Reputation: 471
I have a pdf file with tables in it and would like to read it as a dataframe using tabula. But only the first PDF page has column header. The headers of dataframes after page 1 becomes the first row on information. Is there any way that I can add the header from page 1 dataframe to the rest of the dataframes? Thanks in advance.

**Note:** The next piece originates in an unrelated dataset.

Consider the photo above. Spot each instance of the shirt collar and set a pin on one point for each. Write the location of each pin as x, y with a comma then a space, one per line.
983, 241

Much appreciated!
Upvotes: 2
Views: 16171
Reputation: 196
One can solve this by following steps:
Read the PDF:
tables = tabula.read_pdf(filename, pages='all', pandas_options={'header': None})
This will create a list of dataframes, having pages as dataframe in the list.
pandas_options={'header': None} is used not to take first row as header in the dataframe.
So, the header of the first page will be first row of dataframe in tables list.
Saving header in a variable:
cols = tables[0].values.tolist()[0]
This will create a list named cols, having first row of first df in tables list which is our header.
Removing first row of first page:
tables[0] = tables[0].iloc[1:]
This line will remove first row of first df(page) in tables list, as we have already stored in a variable we do not need it anymore.
Giving header to all the pages:
for df in tables: df.columns = cols
This loop will iterate through every dfs(pages) and give them the header we stored in cols variable.
So the header from page 1 dataframe will be given to the rest of the dataframes(pages).
You can also concat it in one dataframe with
import pandas as pd
and:
df_Final = pd.concat(tables)
Hope this helps you, thanks for this oppurtunity.
Upvotes: 10